Earlier this week, in his racing column, On The Rails, Alan Aiken of the SCMP wrote a very good and telling piece on the HKJC’s turnover, wagering, taxes, returns, the financial pros and mainly cons of adding an extra race etc.
Without trudging the same terrain covered so well by Aitken and looking at the role of the HKJC AWAY from horse racing, what stopped us in our tracks is how much this role is not known by the public and, rarely, if at all, is showcased anywhere.
The HKJC Charities which exists because of racing and does so much for Hong Kong and the Hong Kong public is SO under-marketed that even experienced journos we know who write about this city and its government, Legco, politics, the plight of the elderly, the digging of roads, the MTR, the flight of the concords etc etc have forgotten about the role of this integral part of the Club.
It would be a real pity to have the Hong Kong government receiving the praise for this work while the HKJC is kept in its box under that taboo word called GAMBLING.
And here lies another problem: Playing the stock market, playing the property market, hell, getting married are all gambles- yet, horse racing- not betting on ANY other sport- remains the gambling pariah around the world.
It’s an albatross that horse racing has had to live with for way too long and with very outside of the industry understanding how it works- and in the case of Hong Kong- how and where and why and when the sport benefits the people of the city.
Why? Extremely poor communications, too much navel gazing and, looking at some of the recent efforts in Australia to make up for last time and connect with the new and younger generation, the ways of achieving these objectives being so bloody daft and old school that they do more harm than good.
These dopey “initiatives” like the ATC’s Let’s Get Racy campaign- what does this MEAN??? Racy??? And people laugh at Chinglish???- travel.
They make horse racing and all connected with the sport- globally- look dopey and worse than those desperate housewives we keep seeing popping up on those dumbed down American reality television series.
One really has to wonder if those working for race clubs get out much or if they’re all navel gazing together and slapping each other on their backs for jobs well done.
We come back to the HKJC which is structured like no other racing club in the world, and, yes, is a monopoly, buy for which it pays the government dearly in taxes.
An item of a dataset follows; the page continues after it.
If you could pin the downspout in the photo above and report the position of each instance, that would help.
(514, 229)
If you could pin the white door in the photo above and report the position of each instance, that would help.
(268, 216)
Year after year after year…
Alan Aitken’s piece brought this home very loudly.
But FOR these taxes paid and all the other hoops the Club has to go through and ask, “How high?” when the government says, “Jump” for being allowed to be the only game- for legalized betting- in town, where are the other ROIs- Return On Investment- for the HKJC?
Are there changes taking place to this one-sided partnership?
In today’s give and take world, is only one side giving and giving and giving and the other side doing what it’s always done as this is how it’s always been?
As times change, surely every contract must be renewed so that things are mutually beneficial and which is where negotiation skills come into play?
One would hardly expect the government to sing the praises of its biggest taxpayer and that- good grief, mama- “gambling” gives Hong Kong’s elderly, the hospitals, the arts etc.
If anything, the government would probably prefer to distance itself from the Club and adopt a Don’t Ask, Don’t Say policy and just pray to hell that no one brings the subject up.
Instead, the Government would be more than happy to just keep EVERYTHING the HKJC does for the public in its little box and hidden in the racing pages of the mainstream media and its little racing programs.
Sorry, but it’s belittling and the HKJC must ask itself if it has kept ITSELF in this box without looking outside of it, realizing its strengths, flexing its muscles and effectively communicating with those to whom horse racing remains a mug’s game and an expensive hobby for Hong Kong’s poseurs and elite?
Surely, it’s time to get rid of that meaningless “Racing For Charity” lone and, instead, wear that white hat, bring in some strong allies to the cause, and be seen as the good guy riding into town singing We Are The Champions instead of We Iz Da Chumps?
During this, The Year Of The Horse which happens to be 130th Anniversary of the HKJC, it seems the right time to change the status quo- and we don’t mean the band- and blow one’s own trumpet- especially as there is a damn good story to tell- and someone has to tell it.